En 2020, le gouvernement libéral a choisi l'organisme WE Charity pour administrer un programme de plusieurs millions de dollars visant à encourager les étudiants à faire du bénévolat dans le cadre de services communautaires liés à la pandémie de COVID-19.
Une controverse a éclaté en raison des liens de la famille Trudeau avec WE Charity. M. Trudeau avait participé à huit événements WE Day depuis 2007 et son épouse était ambassadrice honoraire de l'organisme. Sa mère et son frère avaient également participé à des activités rémunérées pour WE.
M. Trudeau a reconnu publiquement qu'il aurait dû se récuser du processus décisionnel gouvernemental en raison de l'apparence de conflit d'intérêts. Mme Dion a conclu que, bien qu'il soit toujours conseillé de se récuser et d'informer rapidement le commissaire en cas de conflit d'intérêts apparent, la loi n'exigeait pas de le faire.
En juin 2021, Democracy Watch a demandé un contrôle judiciaire de la décision de Mme Dion devant la Cour d'appel fédérale, alléguant des erreurs de droit concernant l'interprétation de la loi par le commissaire et une erreur de fait concernant la relation de M. Trudeau avec l'un des fondateurs de WE Charity. Les avocats fédéraux ont plaidé que la Loi sur les conflits d'intérêts empêche tout contrôle judiciaire des questions de fait et de droit.
La Cour d'appel fédérale a rejeté la requête de Democracy Watch au motif que le contrôle politique peut constituer une alternative adéquate au contrôle judiciaire.
Dans sa décision de 2024, la Cour d'appel a indiqué que la Loi sur les conflits d'intérêts prévoit un «double contrôle parlementaire et judiciaire», assorti d'une procédure élaborée visant à réglementer la conduite éthique par le biais des conséquences politiques.
Dans le cadre d'un tel système, la responsabilité incombe principalement au pouvoir législatif, et les tribunaux doivent clairement faire preuve de retenue judiciaire, a-t-on pu lire dans la décision.
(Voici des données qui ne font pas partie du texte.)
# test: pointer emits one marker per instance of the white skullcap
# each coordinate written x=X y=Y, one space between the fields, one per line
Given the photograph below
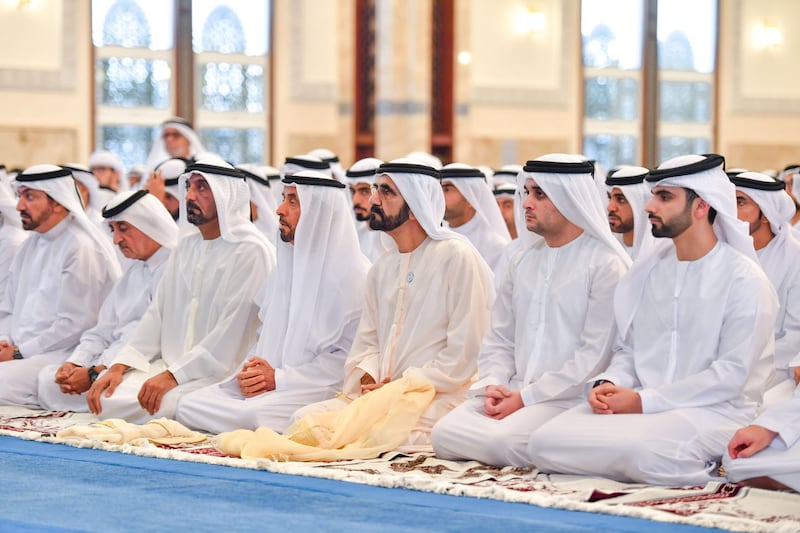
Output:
x=158 y=152
x=363 y=171
x=146 y=213
x=104 y=158
x=82 y=174
x=506 y=174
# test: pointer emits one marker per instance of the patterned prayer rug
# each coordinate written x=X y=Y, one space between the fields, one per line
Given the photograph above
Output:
x=721 y=505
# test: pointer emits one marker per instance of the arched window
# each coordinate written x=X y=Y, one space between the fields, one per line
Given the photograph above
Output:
x=133 y=74
x=126 y=25
x=612 y=81
x=622 y=123
x=230 y=41
x=227 y=73
x=222 y=32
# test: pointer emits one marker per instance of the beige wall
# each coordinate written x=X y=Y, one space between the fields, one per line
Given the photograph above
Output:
x=45 y=91
x=313 y=77
x=759 y=88
x=518 y=98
Democracy Watch a porté sa cause devant la Cour suprême, qui a accepté en mai dernier d'entendre son appel.
Dans son mémoire déposé auprès de la Cour suprême, l'organisation affirme que, depuis des siècles, les tribunaux de common law protègent jalousement leur fonction essentielle, qui est d'assurer une administration publique légitime contre toute ingérence des pouvoirs législatif et exécutif.
«Cette cour ne doit pas baisser sa garde maintenant», dit-elle.
Dans leur requête, les avocats fédéraux affirment que la Loi sur les conflits d’intérêts reflète l’intention du Parlement que les tribunaux n’interviennent que dans des circonstances limitées : lorsque le commissaire agit hors de sa compétence, de façon injuste ou en se fondant sur une fraude ou un faux témoignage.